According to Barclays bank, the flood of investment in commodities reversed only slightly this year (see chart). If gold, which behaves more like a currency, is left out of the picture, the sum of commodity-related assets under management has hovered at a little under $220 billion since 2011.

Falling commodity prices, thanks both to increased supply and to slower economic growth in emerging markets, have called into question the long-term return that the burgeoning asset class was presumed to offer. But that is not the only reason that investors have gone lukewarm on commodities. The role of raw materials as a hedge against rising prices remains untested and unimportant while inflation stays stubbornly low.

The supposed power of commodities to diversify portfolios has also failed to match the billing. In the decades leading up to the financial crisis there had been no consistent correlation between returns from commodities and other investments. But the crisis hit all types of asset. Commodity indices and the S&P 500 moved more or less in sync. Commodities, in other words, were no hedge against economic cataclysm. It is little comfort that the link seems since to have been broken again, as equities have prospered while commodities have not. Indeed, historically, commodities have yielded little return except during the oil crises of the 1970s and the heady years before prices peaked in 2008.

These disappointments have provoked retreats from some prominent advocates of commodities. A few big commodity-focused hedge funds have closed and several investment banks are getting out of the commodities business. CalPERS, a giant pension fund for state employees in California, which helped to cement commodities’ status as a mainstream asset class with a big investment in 2007, cut its exposure late last year from 1.4% of its total assets to a niggardly 0.5%. But it says this reversal may only be temporary, and other investors continue to pile in.

Indeed, some boosters argue that commodities’ time will come again. Nick Brooks of ETF Securities, a commodities-investment firm, senses tentative interest and reckons a small recent inflow of investors’ cash might herald better times.

Kevin Norrish of Barclays also sees reason for optimism. Both reckon that investors in commodities are becoming cannier. Although most still bet on simple price rises, the more sophisticated are exploring subtler strategies to eke out returns, tied to relative movements in price between different commodities, for example. As a fairly new and little-studied asset class, more research might boost returns.

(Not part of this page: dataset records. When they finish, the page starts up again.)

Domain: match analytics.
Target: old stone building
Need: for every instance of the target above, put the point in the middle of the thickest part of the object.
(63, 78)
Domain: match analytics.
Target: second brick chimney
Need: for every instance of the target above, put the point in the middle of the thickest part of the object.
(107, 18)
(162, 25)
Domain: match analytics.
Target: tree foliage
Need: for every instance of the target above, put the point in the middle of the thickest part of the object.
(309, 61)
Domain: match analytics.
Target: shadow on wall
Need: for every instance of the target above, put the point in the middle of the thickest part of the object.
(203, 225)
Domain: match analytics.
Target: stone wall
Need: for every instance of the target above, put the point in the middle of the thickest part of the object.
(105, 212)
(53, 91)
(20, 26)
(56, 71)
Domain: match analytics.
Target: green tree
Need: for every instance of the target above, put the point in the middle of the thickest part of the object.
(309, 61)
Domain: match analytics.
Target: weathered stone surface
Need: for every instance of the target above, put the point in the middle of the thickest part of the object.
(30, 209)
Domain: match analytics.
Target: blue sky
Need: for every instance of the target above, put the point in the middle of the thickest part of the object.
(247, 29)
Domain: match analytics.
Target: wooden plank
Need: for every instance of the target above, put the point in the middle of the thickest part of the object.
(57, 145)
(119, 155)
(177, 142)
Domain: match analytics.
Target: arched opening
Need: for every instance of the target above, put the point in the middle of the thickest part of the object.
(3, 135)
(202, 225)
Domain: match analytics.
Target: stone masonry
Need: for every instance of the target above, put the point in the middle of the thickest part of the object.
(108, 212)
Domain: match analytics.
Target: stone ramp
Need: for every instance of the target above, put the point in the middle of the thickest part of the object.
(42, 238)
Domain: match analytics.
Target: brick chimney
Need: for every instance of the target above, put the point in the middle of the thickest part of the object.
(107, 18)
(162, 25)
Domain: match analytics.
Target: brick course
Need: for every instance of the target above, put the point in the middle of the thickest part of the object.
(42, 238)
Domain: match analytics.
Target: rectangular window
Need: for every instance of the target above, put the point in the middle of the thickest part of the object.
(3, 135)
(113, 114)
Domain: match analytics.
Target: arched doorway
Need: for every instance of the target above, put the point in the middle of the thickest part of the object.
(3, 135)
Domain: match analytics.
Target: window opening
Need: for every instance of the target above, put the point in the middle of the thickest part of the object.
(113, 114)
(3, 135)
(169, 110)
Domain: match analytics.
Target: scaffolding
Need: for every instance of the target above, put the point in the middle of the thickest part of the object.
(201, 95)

Of course, across-the-board price rises would provide the biggest boost. Mr Norrish says that commodities tend to perform better in the later stages of an economic recovery. That still looks some way off. Worse, China is unlikely ever to return to the tearing growth that sent commodity prices skyward a decade ago. But miners are cutting investment and oil production growth is sluggish. So there is a chance that prices will rise again and commodities will swing back into fashion.